Nâzım Hikmet varlıklı bir aileden geliyordu. İstediği müddetçe rahat bir yaşam sürebilir, dünyanın tüm zorluklarından ve sınıf mücadelesinden uzakta sanatını yapabilirdi. Fakat o hiçbir zaman işçi sınıfının sömürülmesine gözlerini yummadı. Tercih ettiği mücadele yolunda işçi sınıfının sesi oldu. Yazdığı şiirler sebebiyle yıllarca hapis yattı, sürgün hayatı yaşadı. Birçok şiirini de zor koşullar altında kaleme aldı. Nâzım Hikmet, umudunu kaybetmedi ve emekçilerin de kaybetmemelerini istedi. Birlikte hapis yattığı birçok insana düşüncelerini aktardı, aşıladı ve asla mücadeleden vazgeçmedi. Gelecek umudunu şu dizelerle ifade etti:
…ve insanlar ellerini korkmadan düşünmeden birbirlerinin ellerine bırakarak yıldızlara bakarak: - “Yaşamak ne güzel şey!” diyecekler; bir insan gözü gibi derin bir salkım üzüm gibi serin bir ferah bir rahat bir işitilmemiş şarkı söyliyecekler... Hiçbir ağaç böyle harikulâde bir yemiş vermemiş olacaktır Ve en vadedici bir yaz gecesi bile böyle sesler böyle inanılmaz renklerle sabaha ermemiş olacaktır. Topraktan ateşten ve denizden doğanların en mükemmeli doğacak bizden...

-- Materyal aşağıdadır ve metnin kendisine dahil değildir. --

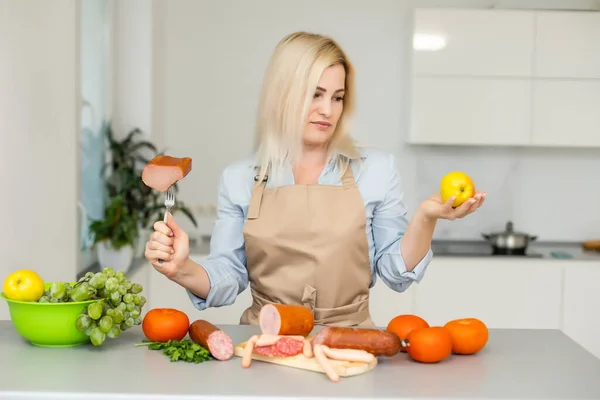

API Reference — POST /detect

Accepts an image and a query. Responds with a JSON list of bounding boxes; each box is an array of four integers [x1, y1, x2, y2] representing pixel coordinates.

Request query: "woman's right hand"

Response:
[[144, 213, 190, 280]]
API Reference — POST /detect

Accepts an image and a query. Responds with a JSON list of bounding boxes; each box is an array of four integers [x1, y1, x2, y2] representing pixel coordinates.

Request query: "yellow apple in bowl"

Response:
[[440, 171, 475, 208], [3, 269, 45, 302]]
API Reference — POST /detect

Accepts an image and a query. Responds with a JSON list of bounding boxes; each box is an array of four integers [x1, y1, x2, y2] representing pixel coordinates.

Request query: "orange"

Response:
[[142, 308, 190, 342], [3, 270, 45, 302], [386, 314, 430, 352], [440, 171, 475, 208], [406, 327, 453, 363], [444, 318, 489, 355]]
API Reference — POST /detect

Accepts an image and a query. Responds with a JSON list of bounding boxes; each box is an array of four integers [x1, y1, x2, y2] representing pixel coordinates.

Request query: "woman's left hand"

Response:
[[420, 191, 486, 221]]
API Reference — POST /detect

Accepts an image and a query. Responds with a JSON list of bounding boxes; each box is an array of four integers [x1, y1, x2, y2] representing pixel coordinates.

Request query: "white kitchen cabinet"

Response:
[[534, 11, 600, 79], [409, 8, 600, 148], [411, 258, 563, 329], [562, 262, 600, 360], [412, 8, 535, 77], [531, 80, 600, 147], [409, 77, 532, 145], [369, 281, 416, 327]]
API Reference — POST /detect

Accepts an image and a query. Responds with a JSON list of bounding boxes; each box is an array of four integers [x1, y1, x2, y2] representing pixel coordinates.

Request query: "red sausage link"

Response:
[[312, 326, 401, 357], [189, 319, 234, 361]]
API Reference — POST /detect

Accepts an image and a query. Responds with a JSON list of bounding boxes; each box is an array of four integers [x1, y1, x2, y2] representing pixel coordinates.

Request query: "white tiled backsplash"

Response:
[[406, 145, 600, 242]]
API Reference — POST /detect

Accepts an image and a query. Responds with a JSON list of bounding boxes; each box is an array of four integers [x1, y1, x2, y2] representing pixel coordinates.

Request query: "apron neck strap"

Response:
[[341, 165, 356, 187], [248, 172, 267, 220], [248, 164, 355, 219]]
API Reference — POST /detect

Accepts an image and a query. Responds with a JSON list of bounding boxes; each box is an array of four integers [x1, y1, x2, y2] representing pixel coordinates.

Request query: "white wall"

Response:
[[146, 0, 600, 242], [111, 0, 153, 138], [0, 0, 79, 318]]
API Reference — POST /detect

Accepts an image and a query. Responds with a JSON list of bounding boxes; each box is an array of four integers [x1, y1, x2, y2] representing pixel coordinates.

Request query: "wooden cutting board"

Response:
[[233, 339, 377, 377]]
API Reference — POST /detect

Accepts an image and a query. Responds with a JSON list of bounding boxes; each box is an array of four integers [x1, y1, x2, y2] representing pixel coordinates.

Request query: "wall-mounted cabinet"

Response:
[[411, 77, 531, 145], [412, 9, 535, 77], [534, 11, 600, 79], [409, 8, 600, 148], [532, 80, 600, 147]]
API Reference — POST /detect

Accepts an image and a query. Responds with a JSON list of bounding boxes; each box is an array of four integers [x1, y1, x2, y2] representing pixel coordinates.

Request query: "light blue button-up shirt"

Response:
[[187, 147, 433, 310]]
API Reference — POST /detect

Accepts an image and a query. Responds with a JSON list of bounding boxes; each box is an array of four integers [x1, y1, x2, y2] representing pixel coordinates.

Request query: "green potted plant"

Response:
[[89, 194, 138, 271], [89, 124, 197, 271]]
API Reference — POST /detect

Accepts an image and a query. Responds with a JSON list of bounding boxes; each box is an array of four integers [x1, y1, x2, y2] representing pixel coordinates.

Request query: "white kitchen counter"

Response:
[[1, 322, 600, 400]]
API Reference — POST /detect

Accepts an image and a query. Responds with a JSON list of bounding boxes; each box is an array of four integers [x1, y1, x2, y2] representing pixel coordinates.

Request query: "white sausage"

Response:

Hasan Hüseyin Korkmazgil de mücadelenin ozanlarındandır. Kendisi yoksul bir aileden geliyordu. Çok küçük yaştan itibaren bu sömürü düzeninin doğurduğu sonuçlara şahit olmuştu. Ekmek kavgası erken başlamıştı onun için. O da tıpkı Nâzım Hikmet gibi bu mücadeleye gönül vermiştir, ezilenlerin yanında olmuştur. Birçok şiirinde işçi sınıfının sorunlarını dile getirdiği için yine Nâzım Hikmet gibi hapis yatmıştır. Daha da ötesi o zamanlarda direnişe çıkan Kavel Kablo işçilerinin mücadelesine destek vermiş, “Kavel” adlı şiirini kaleme almıştır. İki farklı hayatın mücadele ruhuyla nasıl aynı yolda yürüdüklerine ve bize ışık tuttuklarına şahit oluyoruz. Onlar, yeteneklerini para pul, şan şöhret için değil, dört bir yandan sömürülen işçi sınıfının haklı mücadelesi için kullanmışlardır. Biz UİD-DER’li gençler, onların şiirleri, düşünceleri ve mücadele duygularıyla kuşanıp nerede yer almamız gerektiğini biliyoruz. İşte tam burada, UİD-DER’de mücadelemizi büyütüyoruz.